To the extent Plaintiff attempts to assert new claims against Defendants Johnson, Cofield, Conley and/or CMS in his response to Defendants' Motion for Summary Judgment, such claims are not properly before this Court and will not be addressed in this Order.
II. Defendant CMS
In his Second Amended Complaint, Plaintiff repeatedly alleges that pursuant to its various customs, practices, and "de facto" policies, Defendant CMS denied Plaintiff his prescribed medications, discontinued Plaintiff's medications and/or changed them to inferior generic equivalents, and failed to exercise effective supervision over other medical Defendants in their treatment of Plaintiff. (See, e.g., Compl., ¶¶ 23, 25, 26, 28, 30, 31, 37, 38, 40, 41). Plaintiff offers no evidence of these alleged policies, practices, or customs in his Complaint, however, nor does he show a widespread pattern of unconstitutional behavior resulting from the policies. Defendant CMS's Motion for Summary Judgment will therefore be granted.
Plaintiff further fails to set forth in his response to Defendants' Motion for Summary Judgment specific facts showing a genuine issue regarding CMS's alleged policies, practices or customs remains for trial. (See Plaintiff's Response to Defendants Correctional Medical Services, Inc., Jewel Cofield, Dr. Elizabeth Conley and Betty Johnson's Motion for Summary Judgment, PP. 1-3; Fed.R.Civ.P. 56(e)(2)).

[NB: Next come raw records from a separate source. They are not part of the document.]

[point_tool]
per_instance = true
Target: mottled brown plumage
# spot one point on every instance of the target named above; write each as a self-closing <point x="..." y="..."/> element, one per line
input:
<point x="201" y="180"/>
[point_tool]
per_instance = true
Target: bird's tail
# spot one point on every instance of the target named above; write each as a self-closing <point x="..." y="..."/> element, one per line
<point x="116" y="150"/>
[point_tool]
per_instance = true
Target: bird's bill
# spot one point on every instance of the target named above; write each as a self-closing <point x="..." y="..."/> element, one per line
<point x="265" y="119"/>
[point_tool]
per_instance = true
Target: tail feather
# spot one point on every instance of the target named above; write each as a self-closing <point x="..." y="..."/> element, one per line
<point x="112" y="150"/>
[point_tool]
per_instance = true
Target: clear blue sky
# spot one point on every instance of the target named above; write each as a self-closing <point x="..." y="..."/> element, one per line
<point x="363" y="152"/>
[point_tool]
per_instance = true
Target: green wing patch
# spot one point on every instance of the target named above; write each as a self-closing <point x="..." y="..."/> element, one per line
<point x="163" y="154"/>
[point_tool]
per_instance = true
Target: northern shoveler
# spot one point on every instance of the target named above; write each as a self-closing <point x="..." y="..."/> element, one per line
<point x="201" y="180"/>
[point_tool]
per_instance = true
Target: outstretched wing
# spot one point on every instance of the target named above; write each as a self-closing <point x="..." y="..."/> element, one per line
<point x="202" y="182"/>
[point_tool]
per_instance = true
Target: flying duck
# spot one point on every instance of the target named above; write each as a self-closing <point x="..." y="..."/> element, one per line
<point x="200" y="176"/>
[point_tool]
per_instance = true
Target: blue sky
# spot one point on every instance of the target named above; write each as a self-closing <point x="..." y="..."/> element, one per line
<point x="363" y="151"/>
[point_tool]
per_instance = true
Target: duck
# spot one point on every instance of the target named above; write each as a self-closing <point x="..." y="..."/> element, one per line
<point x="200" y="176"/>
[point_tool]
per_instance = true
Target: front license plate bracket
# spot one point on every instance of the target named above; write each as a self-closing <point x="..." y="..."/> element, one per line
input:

To the extent Plaintiff's claim against CMS is based on respondeat superior, due to CMS's position as several of the individual Defendants' employer, "such claim fails because the doctrine of respondeat superior is inapplicable in § 1983 actions." Walls, 2007 WL 4468694 at *2 (citations omitted).
CONCLUSION
Accordingly,IT IS HEREBY ORDERED that Defendants Correctional Medical Services, Inc., Jewel Cofield, Dr. Elizabeth Conley, and Betty Johnson's Motion for Summary Judgment (Doc. No. 190) is GRANTED, and Plaintiff's claims against Defendants CMS, Cofield, Conley and Johnson are DISMISSED with prejudice.